Comment Re:just what we all love (Score 1) 243
Can't you both be right? price changes tend to happen in chunks throughout the supply chain. Your aluminum is $2/kg from the supplier and then one day they tell you it is now $2.25. You suck it up for a while but then when they raise it again to $2.35 you finally say now we need to charge the customer more. That is why everything in Walmart can be *.97, you don't see a whole bunch of 1.36 products etc. prices move (stupid new keyboard is defective p apparently doesn't work with the shift key, nice) because they retailer has a pricing model, whether it be a standard ending on the end of prices, or "brackets" they place different categories of goods into etc.

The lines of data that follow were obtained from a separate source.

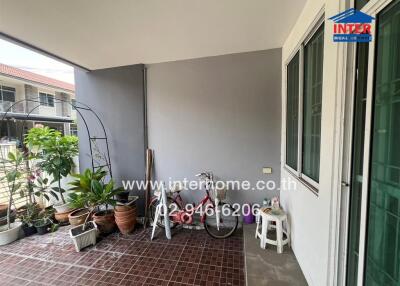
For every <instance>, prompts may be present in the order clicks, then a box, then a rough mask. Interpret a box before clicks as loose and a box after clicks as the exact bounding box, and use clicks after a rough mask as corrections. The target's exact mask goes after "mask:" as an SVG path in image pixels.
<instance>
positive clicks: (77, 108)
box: [74, 106, 91, 110]
mask: <svg viewBox="0 0 400 286" xmlns="http://www.w3.org/2000/svg"><path fill="white" fill-rule="evenodd" d="M74 108H75V109H83V110H91V109H90V108H87V107H80V106H74Z"/></svg>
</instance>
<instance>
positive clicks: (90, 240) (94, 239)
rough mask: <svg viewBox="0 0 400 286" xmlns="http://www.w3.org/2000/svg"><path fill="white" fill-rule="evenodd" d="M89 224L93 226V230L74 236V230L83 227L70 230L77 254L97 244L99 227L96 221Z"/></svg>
mask: <svg viewBox="0 0 400 286" xmlns="http://www.w3.org/2000/svg"><path fill="white" fill-rule="evenodd" d="M88 224H92V226H93V228H92V229H89V230H87V231H85V232H83V233H80V234H78V235H73V230H74V229H80V228H82V226H83V225H78V226H76V227H73V228H71V229H70V230H69V235H70V236H71V238H72V241H73V242H74V245H75V249H76V252H79V251H81V249H83V248H85V247H87V246H89V245H95V244H96V237H97V233H98V229H97V225H96V223H95V222H94V221H89V222H88Z"/></svg>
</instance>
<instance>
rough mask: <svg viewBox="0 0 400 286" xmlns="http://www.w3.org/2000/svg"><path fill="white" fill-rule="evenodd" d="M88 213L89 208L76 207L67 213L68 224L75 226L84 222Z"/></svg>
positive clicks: (87, 214) (81, 223)
mask: <svg viewBox="0 0 400 286" xmlns="http://www.w3.org/2000/svg"><path fill="white" fill-rule="evenodd" d="M88 215H89V210H88V209H86V208H82V209H77V210H75V211H73V212H71V213H70V214H69V215H68V219H69V223H70V225H73V226H77V225H80V224H84V223H85V220H86V218H87V216H88Z"/></svg>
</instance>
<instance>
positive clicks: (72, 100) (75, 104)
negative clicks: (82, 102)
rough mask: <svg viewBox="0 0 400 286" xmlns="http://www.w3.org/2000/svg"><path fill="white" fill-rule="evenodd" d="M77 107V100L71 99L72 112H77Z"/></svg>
mask: <svg viewBox="0 0 400 286" xmlns="http://www.w3.org/2000/svg"><path fill="white" fill-rule="evenodd" d="M75 106H76V99H74V98H72V99H71V108H72V110H76V108H75Z"/></svg>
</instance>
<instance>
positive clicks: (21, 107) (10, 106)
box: [0, 101, 25, 113]
mask: <svg viewBox="0 0 400 286" xmlns="http://www.w3.org/2000/svg"><path fill="white" fill-rule="evenodd" d="M13 104H14V102H11V101H0V112H6V111H8V112H9V113H25V103H24V102H19V103H17V104H15V105H14V106H12V105H13ZM11 106H12V108H11V109H9V108H10V107H11Z"/></svg>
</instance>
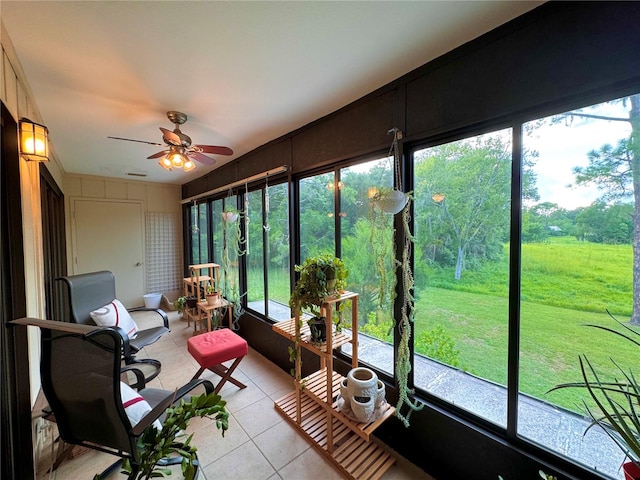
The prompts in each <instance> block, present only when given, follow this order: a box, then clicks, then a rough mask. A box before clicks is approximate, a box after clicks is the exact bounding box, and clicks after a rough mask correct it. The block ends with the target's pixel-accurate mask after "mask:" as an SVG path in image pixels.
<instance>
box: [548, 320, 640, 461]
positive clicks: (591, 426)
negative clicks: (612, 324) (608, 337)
mask: <svg viewBox="0 0 640 480" xmlns="http://www.w3.org/2000/svg"><path fill="white" fill-rule="evenodd" d="M607 313H609V312H607ZM609 315H610V316H611V318H612V319H613V320H614V321H615V322H616V323H617V324H618V326H619V327H621V328H622V331H619V330H616V329H614V328H610V327H604V326H601V325H591V324H589V325H586V326H588V327H592V328H598V329H600V330H604V331H606V332H609V333H612V334H614V335H618V336H619V337H621V338H623V339H625V340H626V341H629V342H631V343H633V344H634V345H637V346H639V347H640V341H639V340H638V339H636V338H635V337H640V333H638V332H637V331H636V330H634V329H632V328H631V327H629V326H628V325H625V324H624V323H622V322H620V321H619V320H617V319H616V318H615V317H614V316H613V315H611V313H609ZM579 362H580V372H581V373H582V381H579V382H572V383H563V384H560V385H556V386H555V387H553V388H552V389H551V390H549V392H552V391H554V390H558V389H563V388H579V389H583V390H586V391H587V393H588V394H589V397H590V398H591V400H593V402H594V403H595V405H596V406H597V409H595V408H593V407H590V406H589V405H588V404H587V402H586V401H583V405H584V408H585V410H586V412H587V414H588V415H589V417H590V418H591V425H590V426H589V427H588V429H589V428H591V427H593V426H596V425H597V426H599V427H601V428H602V429H603V430H604V432H605V433H606V434H607V435H608V436H609V437H610V438H611V439H612V440H613V441H614V442H615V443H616V445H618V447H620V449H621V450H622V451H623V452H624V454H625V455H626V456H627V457H628V458H629V460H630V461H632V462H633V463H635V464H636V465H640V383H639V382H638V380H637V379H636V377H635V375H634V373H633V371H632V370H631V368H629V367H625V366H622V365H620V364H619V363H618V362H616V361H615V360H614V359H613V358H611V362H612V364H613V365H614V367H615V372H616V373H617V374H619V375H620V377H619V379H618V378H615V377H614V378H612V379H605V378H604V377H603V375H602V374H599V373H598V372H597V371H596V368H595V367H594V365H593V364H592V363H591V362H590V361H589V358H588V357H587V355H586V354H581V355H580V356H579ZM588 429H587V430H588Z"/></svg>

I agree though: taxes on profits not total revenue does help a lot though. Same thing with the personal tax rate. When people say you can raise the top bracket it is just silly. 1) If you were making $300k and they changed the tax rate would you chose to stop at say $200k so you wouldn't hit the new high bracket or would you "settle" for making $275k this year? people tend to get used to making a certain amount and plan their spending accordingly. Which means they are still highly incentivized to earn (before tax) at least as much as before the tax rate hike. 2) A lot of high earners aren't making their money by salary: they are "choosing" to make X amount of money every year regardless of the tax rate. How much they keep and how much the tax man gets doesn't really affect them much. The investments, creative works whatever are already done. New investments needing bank loans might be another issue but that is what equity is for. If equity does get spread out because they can't get favorable loans, it will likely go at favorable multiples, which means the same revenue gets split more ways, less people in the top bracket and we get a more balances wealth distribution with fewer and fewer people hitting the "unfair" high bracket.